Quelles problématiques
les innovations et interfaces numériques
posent-elles aujourd’hui ?
La période que nous vivons actuellement en 2023 est palpitante, excitante par les possibilités et progrès qu’elle ouvre, mais aussi peut désarçonner et quelque peu inquiéter, comme le montrent les derniers avis, cris d’alarmes et recommandations de l’ONU, de l’UNESCO et de l’OCDE depuis 2019. Il est tout de même raisonnable de reconnaitre que la transformation numérique et l’arrivée d’innovations d’IA offrent aux entreprises de nouvelles opportunités de marché et des avantages certains. Comme développer son
activité professionnelle, augmenter la rentabilité de l’entreprise, favoriser une expérience utilisateur d’une plus grande qualité par l’exploitation des données collectées, encourager les collaborations ou encore améliorer les communications en ciblant directement le public concerné.
Mais à l’heure du metaverse et des réalités virtuelles et augmentées qui s’immiscent dans notre vie quotidienne personnelle et professionnelle, à l’heure des robots humanoïdes et d’une nouvelle version d’intelligence artificielle (IA) conversationnelle comme ChatGPT, encore plus performante que celle de novembre 2022, à l’heure des neurotechnologies non invasives et des algorithmes de plus en plus puissants, qui va prendre le pouvoir sur l’homme ? Cette question quelque peu décalée et osée reflète pourtant l’ampleur des questionnements sous-jacents aux innovations et aux interfaces numériques.
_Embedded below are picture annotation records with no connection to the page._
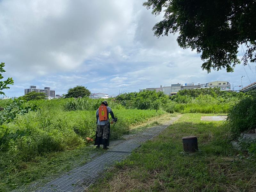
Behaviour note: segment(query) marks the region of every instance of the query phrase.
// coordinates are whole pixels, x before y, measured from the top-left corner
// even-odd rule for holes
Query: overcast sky
[[[30,85],[56,94],[77,85],[115,94],[171,82],[237,85],[241,75],[244,86],[249,78],[256,81],[255,64],[208,74],[200,55],[179,47],[177,35],[154,36],[162,16],[152,15],[143,1],[0,0],[0,62],[4,76],[14,80],[7,95],[23,95]]]

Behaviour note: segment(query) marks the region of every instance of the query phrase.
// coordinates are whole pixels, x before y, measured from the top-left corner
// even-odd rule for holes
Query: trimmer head
[[[93,139],[90,138],[90,137],[86,137],[86,139],[88,141],[93,141],[94,140]]]

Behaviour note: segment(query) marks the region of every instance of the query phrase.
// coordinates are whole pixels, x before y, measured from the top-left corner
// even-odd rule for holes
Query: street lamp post
[[[234,83],[235,83],[236,82],[238,81],[239,81],[239,80],[237,80],[237,81],[236,81],[235,82],[233,82],[233,83],[232,84],[232,87],[233,88],[233,91],[234,90],[234,88],[235,88],[235,87],[234,87]]]
[[[242,76],[241,77],[241,84],[242,85],[242,89],[243,89],[243,81],[242,80],[242,78],[243,78],[243,77],[244,77],[245,76]]]

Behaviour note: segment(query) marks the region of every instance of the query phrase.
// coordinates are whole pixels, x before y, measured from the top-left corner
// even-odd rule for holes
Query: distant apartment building
[[[177,94],[180,91],[185,89],[194,89],[209,87],[219,87],[222,91],[230,91],[230,84],[227,81],[217,81],[209,83],[195,84],[194,83],[185,83],[185,85],[179,83],[172,84],[171,86],[160,86],[160,87],[156,88],[146,88],[141,89],[139,90],[140,92],[144,90],[154,91],[158,92],[162,91],[167,95],[172,96]]]
[[[25,89],[24,90],[24,95],[31,92],[36,93],[44,93],[45,95],[49,98],[55,97],[55,91],[50,90],[50,87],[44,87],[44,89],[37,89],[36,86],[31,86],[29,89]]]
[[[108,99],[108,94],[101,93],[92,93],[90,97],[92,99]]]
[[[227,81],[216,81],[212,82],[209,82],[207,84],[208,87],[219,87],[221,91],[230,91],[230,84]]]

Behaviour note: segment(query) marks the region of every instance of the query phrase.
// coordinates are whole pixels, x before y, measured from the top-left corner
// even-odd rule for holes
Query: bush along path
[[[206,115],[183,114],[86,191],[256,191],[255,156],[234,149],[223,121],[202,121]],[[182,152],[188,135],[198,139],[193,155]]]
[[[144,130],[133,135],[128,135],[125,140],[117,140],[110,143],[109,149],[83,166],[78,167],[37,189],[31,186],[28,190],[37,192],[83,191],[99,178],[110,166],[130,155],[143,142],[158,135],[180,116],[173,117],[169,122]],[[30,188],[29,189],[29,188]],[[22,191],[16,190],[13,191]]]

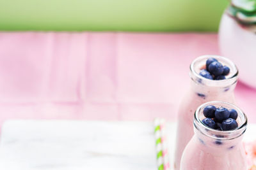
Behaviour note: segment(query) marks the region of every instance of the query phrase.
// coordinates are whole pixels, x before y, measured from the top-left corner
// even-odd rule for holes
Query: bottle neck
[[[237,112],[236,121],[238,127],[232,131],[218,131],[205,126],[202,122],[204,118],[203,110],[206,106],[214,105],[218,108],[225,107],[228,110],[234,109]],[[233,148],[241,143],[243,134],[246,129],[247,118],[244,113],[236,106],[221,101],[211,101],[199,106],[195,113],[194,131],[198,141],[210,148]]]
[[[200,69],[205,66],[209,57],[214,57],[223,66],[228,66],[230,73],[226,76],[225,80],[212,80],[207,79],[199,74]],[[190,77],[191,79],[191,91],[207,101],[221,100],[222,96],[232,97],[236,87],[238,70],[236,65],[229,59],[217,55],[203,55],[194,60],[190,65]]]

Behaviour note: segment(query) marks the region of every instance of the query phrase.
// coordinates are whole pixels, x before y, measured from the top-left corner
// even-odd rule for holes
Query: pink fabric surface
[[[175,120],[196,57],[214,34],[0,33],[0,123],[12,118]],[[256,122],[256,90],[238,105]]]

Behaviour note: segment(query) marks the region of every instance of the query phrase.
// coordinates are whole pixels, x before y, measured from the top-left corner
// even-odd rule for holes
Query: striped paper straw
[[[157,152],[158,170],[169,170],[169,155],[168,143],[165,135],[165,121],[162,118],[156,118],[154,122]]]

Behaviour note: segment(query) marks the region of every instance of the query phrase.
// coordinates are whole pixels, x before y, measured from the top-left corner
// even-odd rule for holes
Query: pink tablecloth
[[[211,34],[0,33],[0,123],[10,118],[175,120],[189,65]],[[237,103],[256,122],[256,90]]]

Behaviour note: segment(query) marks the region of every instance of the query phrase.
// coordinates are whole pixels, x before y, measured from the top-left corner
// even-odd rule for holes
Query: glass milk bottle
[[[228,66],[230,73],[225,80],[212,80],[199,74],[205,67],[206,60],[213,57],[223,66]],[[193,133],[193,120],[195,111],[202,104],[211,101],[235,103],[234,90],[237,81],[238,70],[229,59],[217,55],[203,55],[195,59],[190,65],[190,88],[184,96],[178,112],[178,128],[176,136],[175,169],[179,170],[181,155]]]
[[[208,105],[234,109],[237,112],[238,127],[221,131],[205,125],[204,108]],[[186,146],[180,161],[180,170],[247,170],[242,139],[247,118],[243,111],[228,103],[213,101],[201,105],[194,117],[195,134]]]

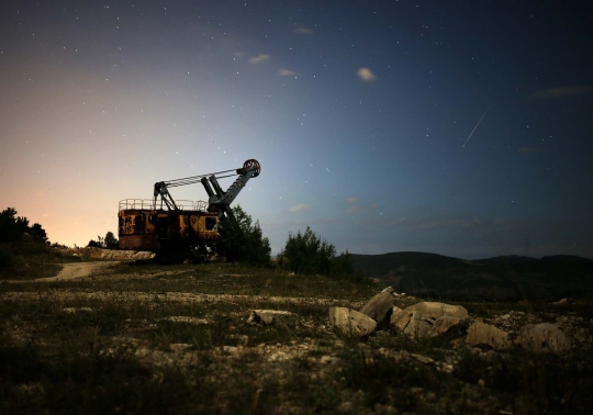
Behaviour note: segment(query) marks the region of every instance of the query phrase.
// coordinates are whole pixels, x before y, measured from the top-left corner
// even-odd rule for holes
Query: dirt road
[[[63,281],[72,278],[81,278],[104,273],[109,267],[112,267],[120,261],[93,261],[93,262],[72,262],[64,263],[64,268],[56,277],[38,278],[34,281]]]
Car la vitesse à laquelle ces innovations se déploient maintenant représente un risque pour la démocratie, pour de nombreux emplois, et pourrait aggraver les inégalités entre les individus, les pays et les cultures.
Il devient évident que le monde d’après, que nous imaginions en mars 2020, lors du premier confinement de la crise sanitaire de la Covid-19, sera celui de la data, de l’IA, des neurosciences et des neurotechnologies, donc de l’innovation numérique et technologique. Mais ce monde d’après gardera-t-il une âme humaine ? Quel impact cela aura-t-il sur l’espèce humaine, sur chacun des êtres humains ? Que signifie être « un être humain » au temps des interfaces numériques, des neurosciences et de l’IA ?
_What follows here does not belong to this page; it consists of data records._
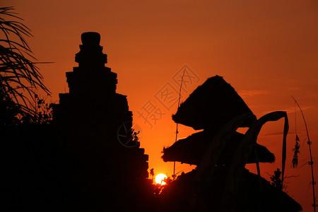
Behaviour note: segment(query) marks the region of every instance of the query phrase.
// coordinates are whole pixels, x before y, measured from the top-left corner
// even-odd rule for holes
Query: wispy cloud
[[[288,90],[300,90],[300,88],[298,87],[286,87],[286,88]]]
[[[269,93],[269,91],[267,90],[238,90],[238,94],[242,98],[248,98],[254,95],[264,95]]]

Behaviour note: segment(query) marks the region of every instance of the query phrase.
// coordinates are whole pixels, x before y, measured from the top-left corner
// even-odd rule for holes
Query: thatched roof
[[[164,148],[162,156],[165,162],[178,161],[181,163],[198,165],[204,154],[208,143],[214,136],[213,133],[203,131],[194,134],[189,137],[180,139],[169,148]],[[218,161],[218,164],[228,164],[232,158],[236,146],[243,134],[235,132],[225,147],[225,150]],[[275,156],[265,146],[257,144],[256,148],[258,153],[259,162],[273,163]],[[255,156],[254,151],[247,160],[247,163],[254,163]]]
[[[196,189],[195,176],[196,170],[182,175],[170,184],[162,193],[163,203],[171,211],[187,211],[193,207],[194,191]],[[204,190],[199,194],[201,201],[196,205],[198,211],[228,211],[220,204],[223,196],[222,181],[225,175],[219,175],[212,182],[206,182]],[[235,200],[235,211],[302,211],[302,206],[286,193],[271,185],[261,177],[263,189],[259,187],[257,175],[245,170],[240,181],[240,189]],[[196,194],[199,195],[198,194]]]
[[[219,76],[209,78],[181,104],[172,119],[194,129],[220,129],[234,117],[252,111]],[[250,126],[249,120],[241,126]]]

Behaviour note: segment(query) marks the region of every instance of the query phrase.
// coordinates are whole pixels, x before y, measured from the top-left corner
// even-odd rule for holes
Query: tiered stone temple
[[[81,211],[137,210],[148,189],[148,155],[131,135],[132,112],[126,96],[116,93],[117,73],[105,66],[100,34],[85,33],[81,39],[78,66],[66,72],[69,93],[59,94],[53,107],[65,143],[69,192]],[[121,131],[123,124],[126,130]],[[121,143],[124,135],[127,142]]]

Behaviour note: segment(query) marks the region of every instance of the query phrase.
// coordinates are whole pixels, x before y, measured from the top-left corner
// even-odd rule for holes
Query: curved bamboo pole
[[[312,206],[314,207],[314,212],[316,212],[317,204],[316,204],[316,197],[314,196],[314,184],[316,184],[316,182],[314,182],[314,166],[313,166],[314,162],[312,161],[312,148],[311,148],[312,141],[310,141],[310,139],[309,137],[308,129],[307,127],[306,120],[305,119],[305,116],[304,116],[304,113],[302,112],[302,108],[300,107],[298,102],[294,98],[293,96],[292,96],[292,98],[294,100],[295,102],[296,102],[297,105],[298,106],[299,109],[300,110],[300,112],[302,113],[302,119],[304,120],[304,123],[305,123],[305,126],[306,127],[307,138],[308,139],[308,141],[307,141],[307,143],[309,146],[310,155],[310,161],[308,162],[308,164],[310,165],[310,167],[312,168],[311,184],[312,184],[312,198],[313,198],[313,204],[312,204]]]

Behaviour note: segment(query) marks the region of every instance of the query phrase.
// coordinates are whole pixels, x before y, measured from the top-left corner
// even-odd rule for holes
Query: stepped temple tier
[[[163,192],[163,197],[170,200],[170,208],[198,211],[301,211],[299,204],[281,188],[272,186],[259,172],[259,163],[272,163],[275,157],[265,146],[257,143],[257,136],[266,122],[281,118],[285,119],[281,168],[283,179],[288,131],[286,112],[273,112],[257,119],[222,77],[207,79],[172,115],[176,123],[203,131],[163,148],[164,161],[196,165],[195,170],[173,181],[170,192]],[[248,130],[240,134],[236,131],[239,127],[248,127]],[[258,175],[246,170],[247,163],[256,163]],[[182,203],[187,204],[180,208]]]
[[[105,65],[100,34],[84,33],[81,40],[78,66],[66,72],[69,93],[53,108],[74,211],[144,208],[148,155],[133,134],[126,96],[116,93],[117,75]]]

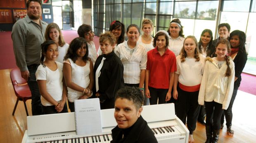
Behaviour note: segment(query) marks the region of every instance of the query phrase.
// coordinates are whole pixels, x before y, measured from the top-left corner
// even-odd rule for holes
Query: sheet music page
[[[99,98],[75,100],[77,135],[101,133],[101,114]]]

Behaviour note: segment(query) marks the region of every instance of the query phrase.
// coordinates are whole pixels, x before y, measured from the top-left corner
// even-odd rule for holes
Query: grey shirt
[[[21,71],[28,70],[27,66],[39,64],[41,44],[45,41],[47,23],[40,20],[41,26],[28,16],[13,25],[12,39],[16,65]]]

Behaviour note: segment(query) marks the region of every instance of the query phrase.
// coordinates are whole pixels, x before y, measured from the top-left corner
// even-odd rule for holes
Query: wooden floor
[[[14,115],[12,115],[17,98],[10,79],[10,71],[0,70],[0,143],[20,143],[27,129],[26,116],[21,101]],[[31,100],[26,104],[31,115]],[[255,109],[256,96],[239,90],[233,107],[232,127],[235,134],[228,136],[225,126],[220,131],[218,143],[256,142]],[[197,124],[194,137],[196,143],[204,143],[206,139],[205,126]]]

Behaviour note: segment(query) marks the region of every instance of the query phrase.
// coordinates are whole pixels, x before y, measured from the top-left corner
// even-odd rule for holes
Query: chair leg
[[[27,114],[27,116],[28,116],[28,109],[27,109],[27,106],[26,104],[26,101],[23,101],[23,103],[24,103],[24,106],[25,106],[25,110],[26,110],[26,113]]]
[[[17,97],[17,101],[16,101],[16,103],[15,103],[15,106],[14,106],[13,111],[12,111],[12,115],[14,115],[14,113],[15,113],[16,110],[16,108],[17,108],[17,105],[18,105],[18,102],[19,102],[19,98]]]

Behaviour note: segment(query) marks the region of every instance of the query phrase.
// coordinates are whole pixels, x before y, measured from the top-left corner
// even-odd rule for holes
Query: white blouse
[[[180,36],[175,39],[173,39],[171,36],[169,37],[168,48],[174,53],[177,57],[180,55],[185,38]]]
[[[137,41],[138,42],[140,42],[140,44],[142,45],[146,50],[147,52],[149,51],[152,50],[154,48],[154,47],[153,46],[153,43],[154,43],[154,38],[151,37],[151,43],[150,44],[145,44],[142,43],[141,41],[142,35],[140,36],[139,37],[139,39]]]
[[[124,83],[128,84],[140,83],[140,72],[146,69],[147,55],[145,48],[137,42],[135,47],[130,48],[128,42],[120,44],[116,47],[116,54],[123,65]]]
Dans un contexte international sous haute tension, l’OCDE a adopté, en mars 2023, une recommandation sur les enjeux de l’identité numérique (OECD, 2023), reconnaissant que ce système pourrait simplifier les interactions, permettre la personnalisation des services, et réduire le risque d’erreur et de fraude. Ce positionnement d’ouverture est intéressant, car il oblige à se poser d’autres questions mettant l’éthique au centre de tout le système.
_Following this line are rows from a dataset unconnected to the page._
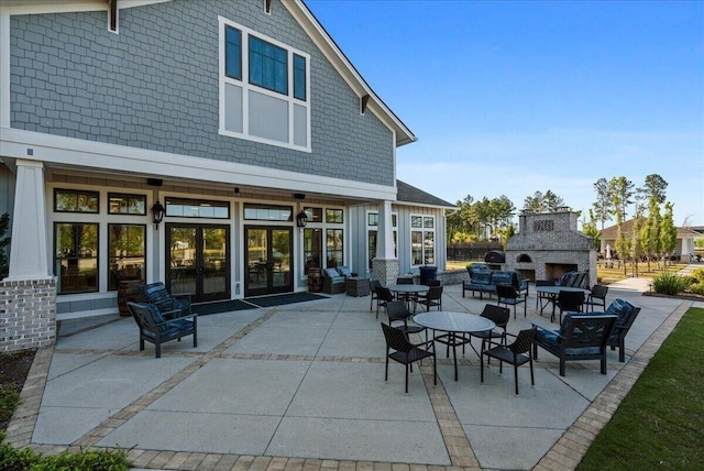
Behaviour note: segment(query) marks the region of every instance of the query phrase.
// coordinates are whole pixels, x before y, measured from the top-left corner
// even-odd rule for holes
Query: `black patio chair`
[[[395,300],[394,294],[386,286],[380,286],[376,288],[376,318],[378,319],[378,308],[386,308],[386,304]]]
[[[482,349],[481,355],[481,375],[482,383],[484,382],[484,357],[495,358],[498,360],[498,373],[502,374],[504,372],[504,362],[514,365],[514,380],[516,382],[516,394],[518,394],[518,366],[521,364],[530,363],[530,384],[536,385],[536,377],[532,370],[532,357],[530,355],[530,348],[536,340],[536,328],[532,327],[530,329],[525,329],[518,332],[515,337],[513,343],[505,346],[501,343],[494,343],[490,341],[490,348],[484,350]],[[492,347],[492,344],[494,347]],[[527,354],[526,354],[527,353]],[[488,359],[487,359],[488,362]]]
[[[520,294],[512,285],[496,285],[496,305],[502,304],[508,307],[514,306],[514,319],[516,318],[516,306],[524,304],[524,317],[528,316],[528,303],[526,302],[526,294]]]
[[[562,313],[582,313],[584,292],[560,291],[554,305],[560,309],[560,324],[562,324]],[[554,322],[554,311],[550,317],[550,321]]]
[[[372,282],[370,283],[370,293],[372,294],[372,298],[370,299],[370,310],[372,310],[372,308],[374,307],[374,300],[378,299],[376,289],[381,287],[382,282],[380,282],[378,280],[372,280]]]
[[[592,293],[586,297],[586,309],[592,306],[592,313],[594,313],[594,306],[602,306],[602,308],[606,309],[606,294],[608,294],[608,286],[606,285],[594,285],[592,287]]]
[[[480,317],[484,317],[496,324],[496,329],[494,330],[471,335],[471,337],[482,339],[482,348],[480,351],[484,350],[485,343],[487,341],[491,342],[493,339],[501,339],[501,343],[506,344],[506,326],[508,326],[508,320],[510,319],[510,310],[507,307],[487,304],[484,306],[484,310],[480,314]],[[470,346],[474,349],[472,343],[470,343]],[[464,348],[464,346],[462,348]],[[480,353],[477,352],[477,354]]]
[[[406,304],[403,300],[389,300],[386,303],[386,315],[388,316],[388,325],[393,326],[394,322],[404,322],[403,326],[395,326],[397,329],[403,330],[407,336],[411,333],[419,333],[426,330],[421,326],[409,326],[408,319],[413,317],[413,313],[408,310]]]
[[[436,362],[435,341],[429,340],[421,343],[411,343],[403,330],[387,326],[382,322],[382,330],[386,339],[386,370],[384,381],[388,381],[388,359],[406,365],[406,394],[408,394],[408,373],[413,371],[413,363],[424,358],[432,357],[432,380],[438,384],[438,368]],[[425,348],[425,349],[424,349]]]
[[[153,304],[128,303],[128,309],[140,328],[140,351],[144,341],[154,343],[156,358],[162,357],[162,343],[194,336],[194,348],[198,347],[198,315],[188,314],[175,319],[166,319]]]
[[[442,310],[442,286],[430,286],[428,293],[419,294],[415,300],[427,311],[430,310],[431,307],[437,307],[438,310]]]

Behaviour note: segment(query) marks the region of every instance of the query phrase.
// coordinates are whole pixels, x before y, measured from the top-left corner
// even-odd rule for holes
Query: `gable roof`
[[[634,223],[635,223],[635,219],[629,219],[627,221],[624,221],[620,224],[620,230],[622,232],[624,232],[625,236],[630,236],[634,230]],[[618,233],[618,226],[614,224],[610,226],[606,229],[604,229],[603,231],[601,231],[601,238],[602,240],[604,239],[616,239],[616,236]],[[700,234],[690,229],[690,228],[678,228],[678,238],[679,239],[683,239],[683,238],[697,238]]]
[[[437,196],[432,196],[422,189],[408,185],[399,179],[396,180],[396,188],[398,195],[396,196],[397,204],[413,204],[414,206],[432,206],[438,208],[457,209],[451,202],[440,199]]]
[[[141,7],[151,3],[165,3],[172,0],[121,0],[118,9]],[[261,0],[260,0],[261,1]],[[352,65],[334,40],[328,34],[318,19],[302,0],[287,0],[280,3],[288,10],[298,24],[306,31],[311,41],[318,46],[326,58],[338,70],[344,81],[360,98],[365,101],[366,110],[372,111],[396,136],[396,146],[416,142],[418,138],[404,124],[404,122],[384,103],[364,80],[362,75]],[[262,3],[263,4],[263,3]],[[0,8],[13,14],[20,13],[57,13],[70,11],[98,11],[108,10],[106,0],[73,0],[70,2],[43,1],[43,0],[0,0]]]

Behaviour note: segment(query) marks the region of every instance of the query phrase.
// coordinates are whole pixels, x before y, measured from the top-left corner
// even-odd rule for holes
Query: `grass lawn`
[[[691,308],[602,429],[579,471],[704,469],[704,309]]]

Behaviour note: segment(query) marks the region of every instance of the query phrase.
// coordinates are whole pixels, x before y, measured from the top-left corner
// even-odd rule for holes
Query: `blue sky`
[[[675,224],[704,226],[704,1],[306,3],[418,136],[399,179],[586,212],[598,178],[658,174]]]

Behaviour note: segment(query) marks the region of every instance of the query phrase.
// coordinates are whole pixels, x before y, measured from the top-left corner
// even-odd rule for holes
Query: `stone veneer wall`
[[[0,351],[47,347],[56,340],[56,281],[0,281]]]

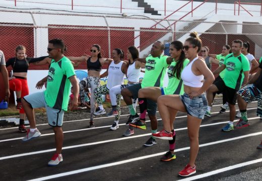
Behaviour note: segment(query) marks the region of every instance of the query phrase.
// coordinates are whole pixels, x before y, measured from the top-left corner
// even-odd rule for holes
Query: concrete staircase
[[[138,2],[138,7],[140,8],[144,8],[145,9],[145,13],[150,13],[152,15],[160,15],[157,11],[155,11],[154,8],[151,8],[151,6],[147,3],[145,3],[144,0],[132,0],[133,2]]]

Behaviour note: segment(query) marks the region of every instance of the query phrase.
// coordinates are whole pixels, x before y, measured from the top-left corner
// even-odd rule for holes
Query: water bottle
[[[7,102],[3,100],[1,103],[0,103],[0,109],[7,109],[8,108],[8,105],[7,104]]]

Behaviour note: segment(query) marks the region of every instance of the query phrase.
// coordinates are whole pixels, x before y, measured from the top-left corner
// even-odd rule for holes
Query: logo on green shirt
[[[146,64],[146,68],[148,70],[153,70],[155,69],[155,64],[156,63],[155,60],[149,59]]]
[[[232,62],[227,62],[227,69],[228,71],[235,71],[235,63]]]

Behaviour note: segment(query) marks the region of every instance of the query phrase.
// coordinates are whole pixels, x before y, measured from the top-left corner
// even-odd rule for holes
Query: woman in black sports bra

Comment construire un monde respectueux de la vie humaine et de l’être humain, alors que les nouvelles technologies investissent massivement tous les champs de nos vies ? Quelles questions éthiques aussi vastes qu’exigeantes, les entreprises, les chercheurs, les dirigeants, les citoyens vont-ils être amenés à se poser, les invitant immédiatement à réfléchir aux enjeux de responsabilité, d’intégrité et de dignité humaine, d’autonomie, de bienfaisance ?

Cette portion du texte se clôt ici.